Timeline (medium + Q4_K_M 7B on M2):
├─ Audio capture ──────────────────────── continuous ─────────────────┤
├─ VAD detection ────────────────────────── ~50 ms ──┤
├─ Whisper inference ─────────────────────────────── ~250 ms ────────┤
├─ LLM refinement ─────────────────────────────────── ~130 ms ──────┤
├─ Text insertion ──────────────────────────────────────── ~5 ms ───┤
│                                                                    │
│   Total end-to-end: ~435 ms                                        │

Concurrent Execution Strategy

While Whisper and LLM run sequentially per utterance (LLM needs Whisper’s output), multiple optimizations enable concurrency:

Streaming Whisper output: Begin LLM processing as soon as the first sentence is decoded, while Whisper continues on remaining audio
Pipeline overlap: While LLM refines utterance N, Whisper can begin processing utterance N+1
Parallel model prep: Load/warm-up both models concurrently during preloading

/// Orchestrates overlapped pipeline execution
actor PipelineOrchestrator {
    private let whisperEngine: WhisperEngine
    private let llmEngine: LLMEngine

    init(whisperEngine: WhisperEngine, llmEngine: LLMEngine) {
        self.whisperEngine = whisperEngine
        self.llmEngine = llmEngine
    }

    /// Process audio with pipeline overlap
    func processAudio(_ audioBuffer: [Float]) -> AsyncStream<String> {
        AsyncStream { continuation in
            Task {
                // Start Whisper transcription
                let rawSegments = await whisperEngine.transcribeStreaming(audioBuffer)

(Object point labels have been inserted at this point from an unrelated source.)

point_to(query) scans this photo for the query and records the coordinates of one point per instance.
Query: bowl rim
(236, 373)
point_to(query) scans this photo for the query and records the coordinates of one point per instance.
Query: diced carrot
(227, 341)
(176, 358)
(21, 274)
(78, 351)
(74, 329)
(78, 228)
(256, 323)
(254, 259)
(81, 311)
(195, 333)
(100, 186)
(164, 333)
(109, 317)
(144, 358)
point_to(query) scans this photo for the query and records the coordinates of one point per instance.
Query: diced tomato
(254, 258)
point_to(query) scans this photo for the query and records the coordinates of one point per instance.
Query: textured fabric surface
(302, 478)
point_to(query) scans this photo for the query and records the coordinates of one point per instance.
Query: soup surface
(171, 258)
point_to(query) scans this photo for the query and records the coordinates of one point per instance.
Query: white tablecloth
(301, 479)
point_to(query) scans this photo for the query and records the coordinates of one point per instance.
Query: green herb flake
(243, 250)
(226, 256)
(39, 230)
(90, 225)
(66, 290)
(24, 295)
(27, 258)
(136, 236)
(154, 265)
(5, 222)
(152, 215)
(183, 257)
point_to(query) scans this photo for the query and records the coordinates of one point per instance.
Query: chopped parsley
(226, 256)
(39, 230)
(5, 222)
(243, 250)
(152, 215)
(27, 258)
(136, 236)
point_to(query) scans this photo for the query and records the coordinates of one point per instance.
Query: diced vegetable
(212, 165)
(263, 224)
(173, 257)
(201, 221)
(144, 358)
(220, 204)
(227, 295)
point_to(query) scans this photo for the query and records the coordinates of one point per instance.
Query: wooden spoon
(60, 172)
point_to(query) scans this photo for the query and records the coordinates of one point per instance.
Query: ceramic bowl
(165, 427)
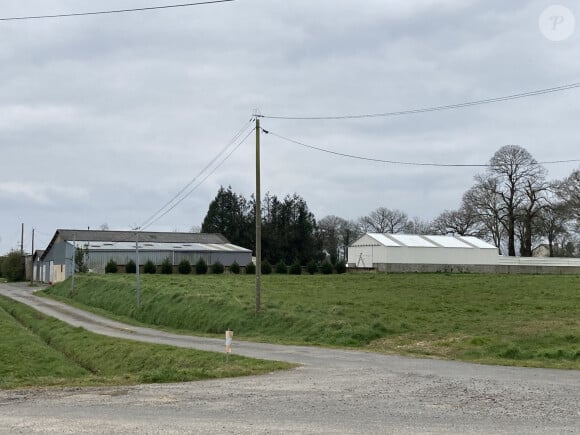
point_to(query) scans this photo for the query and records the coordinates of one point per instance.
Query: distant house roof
(422, 241)
(120, 237)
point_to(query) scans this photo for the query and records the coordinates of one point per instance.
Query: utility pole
(32, 261)
(258, 219)
(137, 278)
(74, 265)
(22, 241)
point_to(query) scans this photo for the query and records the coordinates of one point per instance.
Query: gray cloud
(104, 119)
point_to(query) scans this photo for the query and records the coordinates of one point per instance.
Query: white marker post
(229, 337)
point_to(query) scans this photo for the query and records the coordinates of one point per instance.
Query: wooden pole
(258, 220)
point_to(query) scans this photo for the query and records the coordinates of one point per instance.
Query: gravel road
(334, 391)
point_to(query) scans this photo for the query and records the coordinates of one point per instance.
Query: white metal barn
(375, 249)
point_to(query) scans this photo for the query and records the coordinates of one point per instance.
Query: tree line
(511, 204)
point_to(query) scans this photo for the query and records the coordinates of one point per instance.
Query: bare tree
(418, 225)
(485, 202)
(553, 225)
(463, 222)
(568, 190)
(515, 170)
(384, 220)
(337, 234)
(535, 201)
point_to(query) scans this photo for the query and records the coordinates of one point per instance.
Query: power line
(223, 150)
(117, 11)
(395, 162)
(151, 221)
(430, 109)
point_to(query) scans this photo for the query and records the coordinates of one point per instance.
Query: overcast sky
(103, 119)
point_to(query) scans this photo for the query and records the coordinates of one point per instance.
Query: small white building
(375, 250)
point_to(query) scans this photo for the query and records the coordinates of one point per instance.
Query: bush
(13, 267)
(130, 267)
(150, 267)
(167, 267)
(250, 268)
(281, 267)
(184, 267)
(340, 267)
(326, 267)
(217, 268)
(266, 267)
(311, 267)
(111, 267)
(201, 267)
(296, 268)
(235, 268)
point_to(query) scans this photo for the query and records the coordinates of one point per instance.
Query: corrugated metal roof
(383, 239)
(448, 242)
(145, 236)
(158, 246)
(427, 241)
(478, 243)
(125, 240)
(412, 240)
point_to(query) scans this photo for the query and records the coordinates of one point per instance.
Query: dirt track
(333, 392)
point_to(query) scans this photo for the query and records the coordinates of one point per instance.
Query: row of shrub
(201, 268)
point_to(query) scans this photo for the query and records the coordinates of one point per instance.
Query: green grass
(527, 320)
(37, 350)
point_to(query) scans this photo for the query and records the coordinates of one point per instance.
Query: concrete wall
(366, 256)
(475, 268)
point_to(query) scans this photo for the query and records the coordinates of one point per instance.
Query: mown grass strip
(38, 350)
(531, 320)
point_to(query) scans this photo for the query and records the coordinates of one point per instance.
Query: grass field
(528, 320)
(37, 350)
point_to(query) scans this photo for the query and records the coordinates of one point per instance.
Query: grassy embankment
(526, 320)
(37, 350)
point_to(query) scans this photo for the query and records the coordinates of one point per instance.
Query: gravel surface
(333, 391)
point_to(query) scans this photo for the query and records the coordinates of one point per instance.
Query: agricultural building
(99, 247)
(405, 252)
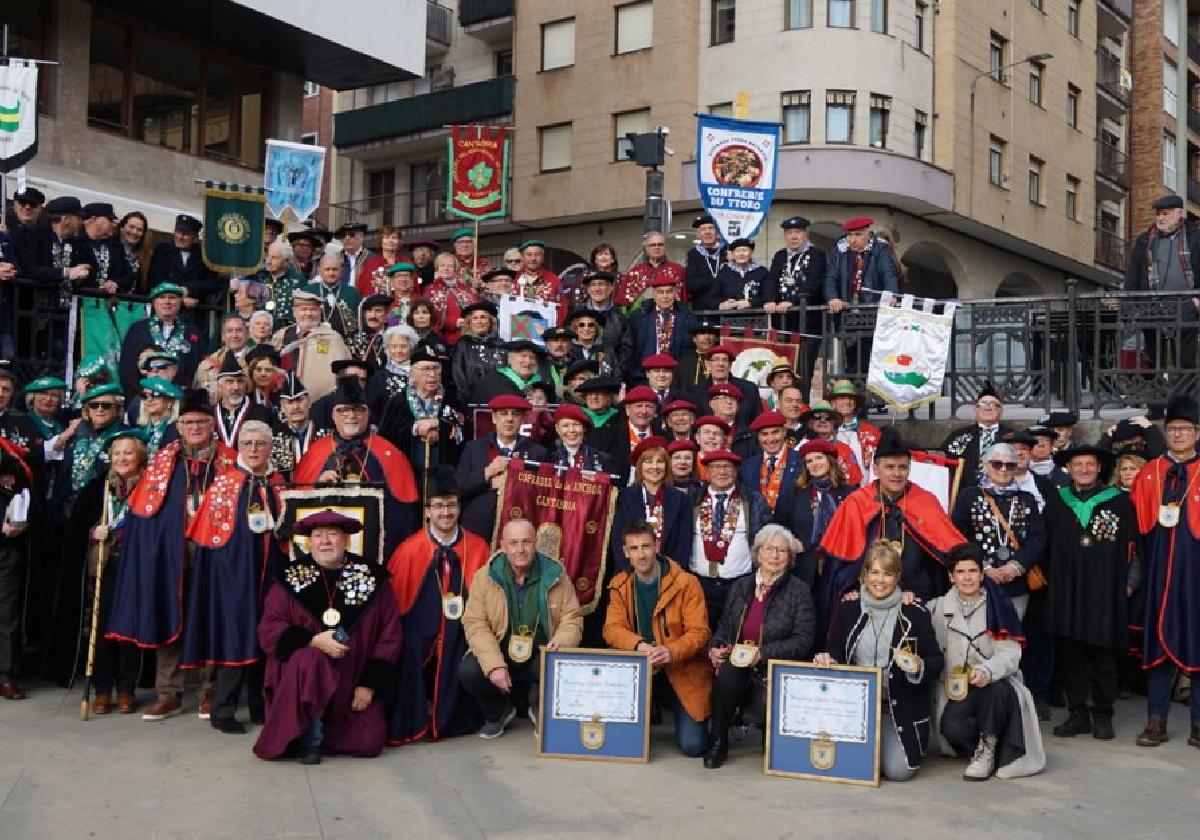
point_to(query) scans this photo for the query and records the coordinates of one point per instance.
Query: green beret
(161, 387)
(167, 288)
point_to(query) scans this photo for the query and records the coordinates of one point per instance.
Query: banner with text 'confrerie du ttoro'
(736, 163)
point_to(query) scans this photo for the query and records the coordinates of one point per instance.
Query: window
(921, 127)
(797, 117)
(1036, 167)
(996, 161)
(996, 58)
(555, 143)
(1170, 179)
(635, 27)
(636, 121)
(504, 63)
(839, 117)
(721, 22)
(799, 13)
(881, 109)
(879, 16)
(841, 13)
(1170, 87)
(558, 43)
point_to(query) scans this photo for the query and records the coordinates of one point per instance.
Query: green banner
(103, 328)
(233, 229)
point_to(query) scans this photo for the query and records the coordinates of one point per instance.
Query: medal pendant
(1169, 515)
(451, 606)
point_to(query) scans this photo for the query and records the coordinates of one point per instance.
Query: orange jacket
(681, 623)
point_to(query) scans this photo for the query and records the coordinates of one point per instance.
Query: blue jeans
(1158, 693)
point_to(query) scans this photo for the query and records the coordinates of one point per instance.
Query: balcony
(438, 29)
(1110, 250)
(490, 21)
(429, 112)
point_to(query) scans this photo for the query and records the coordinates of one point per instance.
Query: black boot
(1079, 723)
(718, 751)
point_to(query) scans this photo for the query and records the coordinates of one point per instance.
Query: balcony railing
(1113, 163)
(438, 23)
(1108, 76)
(472, 12)
(1110, 250)
(429, 112)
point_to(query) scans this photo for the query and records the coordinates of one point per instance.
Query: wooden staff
(101, 558)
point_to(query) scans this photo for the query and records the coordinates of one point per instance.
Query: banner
(526, 318)
(293, 175)
(736, 163)
(910, 352)
(478, 178)
(757, 351)
(234, 219)
(571, 511)
(18, 113)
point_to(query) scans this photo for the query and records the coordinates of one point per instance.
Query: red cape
(396, 469)
(411, 562)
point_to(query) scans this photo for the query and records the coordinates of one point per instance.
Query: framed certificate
(823, 723)
(594, 705)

                // Process each segment through LLM as it becomes available
                for await segment in rawSegments {
                    let refined = try? await llmEngine.refine(segment)
                    continuation.yield(refined ?? segment)
                }

                continuation.finish()
            }
        }
    }
}

// Protocol stubs for the example
protocol WhisperEngine {
    func transcribeStreaming(_ audio: [Float]) async -> AsyncStream<String>
}

protocol LLMEngine {
    func refine(_ text: String) async throws -> String
}

💡 Streaming Optimization: For short utterances (under 5 seconds), the overhead of streaming is not worth it — just run Whisper to completion then LLM. For longer dictation sessions (30+ seconds), streaming reduces perceived latency significantly because the user sees refined text appearing while still speaking.

Document	Relevance
Architecture Overview	System component graph, dependency injection, manager lifecycle
Speech Recognition	Whisper integration details, audio pipeline, VAD configuration
LLM Processing	llama.cpp integration, prompt engineering, token generation
Model Management	Model download, storage, versioning, user-facing model picker
Tech Stack	Full dependency list, version requirements, build configuration

This document should be updated whenever new Apple Silicon generations are released, when whisper.cpp or llama.cpp make significant performance changes, or when new quantization formats become available.